Normally inlining makes this negligible. If you're actually call
ing a function with this at the start often enough to matter, the rest of the call/ret overhead is a larger problem.
But things aren't so nice on ISAs without cheap acquire loads. (e.g. ARM before ARMv8). Instead of somehow arranging to barrier() all threads once after initializing the static variable, every check of the guard variable is an acquire load. But on ARMv7 and earlier, that's done with a full memory barrier dmb ish
(data memory barrier: inner shareable) that includes draining the store buffer, exactly the same as for atomic_thread_fence(mo_seq_cst)
. (ARMv8 has ldar
(word) / ldab
(byte) to do acquire loads, making them nice and cheap.)
Godbolt with ARMv7 clang
# ARM 32-bit clang 10.0 -O3 -mcpu=cortex-a15
# GCC output is even more verbose because of Cortex-A15 tuning choices.
foo():
push {r4, r5, r11, lr}
add r11, sp, #8
ldr r5, .LCPI0_0 @ load a PC-relative offset to the guard var
.LPC0_0:
add r5, pc, r5
ldrb r0, [r5, #4] @ load the guard var
dmb ish @ full barrier, making it an acquire load
tst r0, #1
beq .LBB0_2 @ go to slow path if low bit of guard var == 0
.LBB0_1:
ldr r0, .LCPI0_1 @ PC-relative load of a PC-relative offset
.LPC0_1:
ldr r0, [pc, r0] @ load counter
add r0, r0, #1 @ ++counter leaving value in return value reg
str r0, [r5] @ store back to memory, IDK why a different addressing mode than the load. Probably a missed optimization.

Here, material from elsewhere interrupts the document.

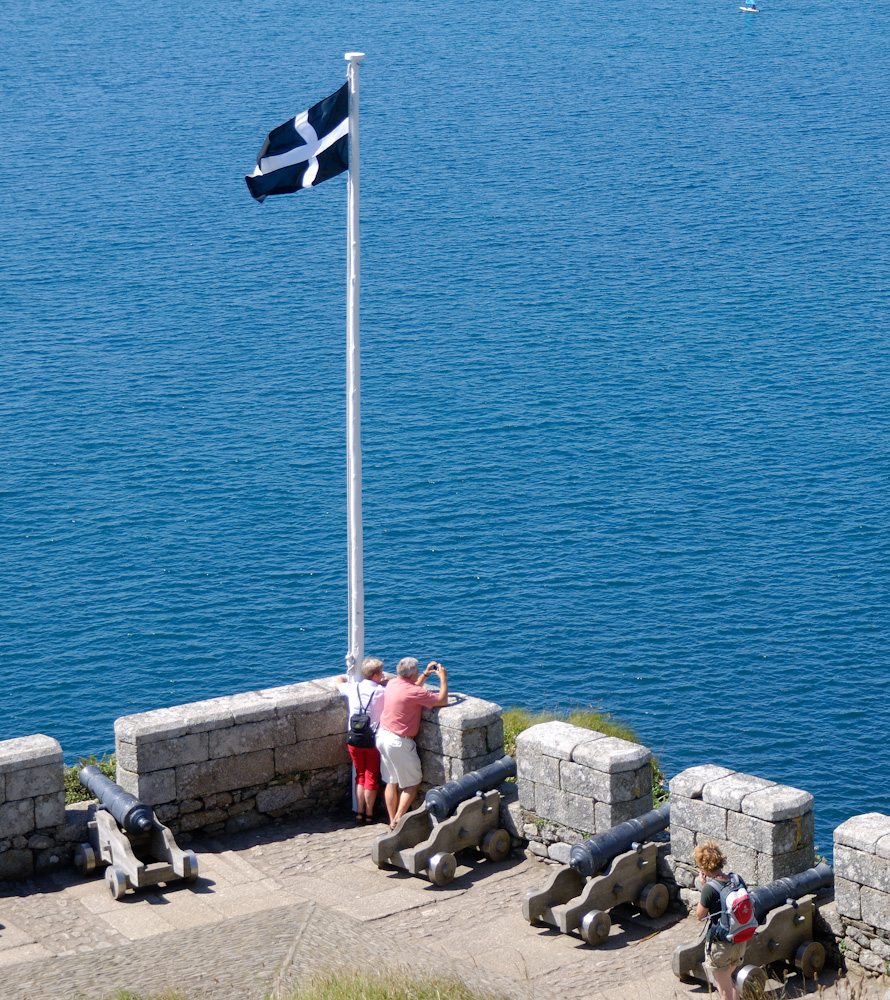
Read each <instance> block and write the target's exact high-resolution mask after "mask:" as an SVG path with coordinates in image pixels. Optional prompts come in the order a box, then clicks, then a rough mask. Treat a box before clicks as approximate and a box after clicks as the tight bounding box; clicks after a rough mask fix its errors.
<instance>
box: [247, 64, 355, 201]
mask: <svg viewBox="0 0 890 1000" xmlns="http://www.w3.org/2000/svg"><path fill="white" fill-rule="evenodd" d="M256 162H257V165H256V170H254V172H253V173H252V174H251V175H250V176H249V177H245V178H244V179H245V180H246V181H247V186H248V187H249V188H250V193H251V194H252V195H253V196H254V198H256V200H257V201H259V202H262V201H264V200H265V199H266V198H267V197H268V196H269V195H270V194H292V193H293V192H294V191H299V190H300V189H301V188H307V187H316V186H317V185H318V184H321V182H322V181H326V180H327V179H328V178H329V177H336V176H337V174H342V173H343V171H344V170H347V169H348V168H349V84H348V83H344V84H343V86H342V87H341V88H340V89H339V90H338V91H337V92H336V93H334V94H331V96H330V97H326V98H325V99H324V100H323V101H319V102H318V104H316V105H315V106H314V107H311V108H310V109H309V110H308V111H304V112H303V113H302V114H299V115H297V117H296V118H291V119H290V121H286V122H285V123H284V124H283V125H279V126H278V128H275V129H272V131H271V132H270V133H269V135H268V136H267V137H266V141H265V142H264V143H263V148H262V149H261V150H260V152H259V155H258V156H257V161H256Z"/></svg>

pop {r4, r5, r11, pc} @ return by popping saved LR into PC
But just for fun, let's look at exactly how your idea could be implemented.
Assuming you can PROT_WRITE|PROT_EXEC (to use POSIX terminology) a page containing the code, it's not a hard problem to solve for most ISAs, such as x86.
Start the function with jmp rel32
or whatever to a "cold" section of code that does mutual exclusion to run the non-constant static initializer in one thread. (So if you do have multiple threads start to run it before one finishes and modifies the code, it all works the way it does now.)
Once construction is fully done, use an 8-byte atomic CAS or store to replace that 5-byte instruction with different instruction bytes. Possibly just a NOP, or possibly something useful that was done at the top of the "cold" code.
Or on non-x86 with fixed-width instructions of the same width it can atomically store, just a single word store can replace one jump instruction.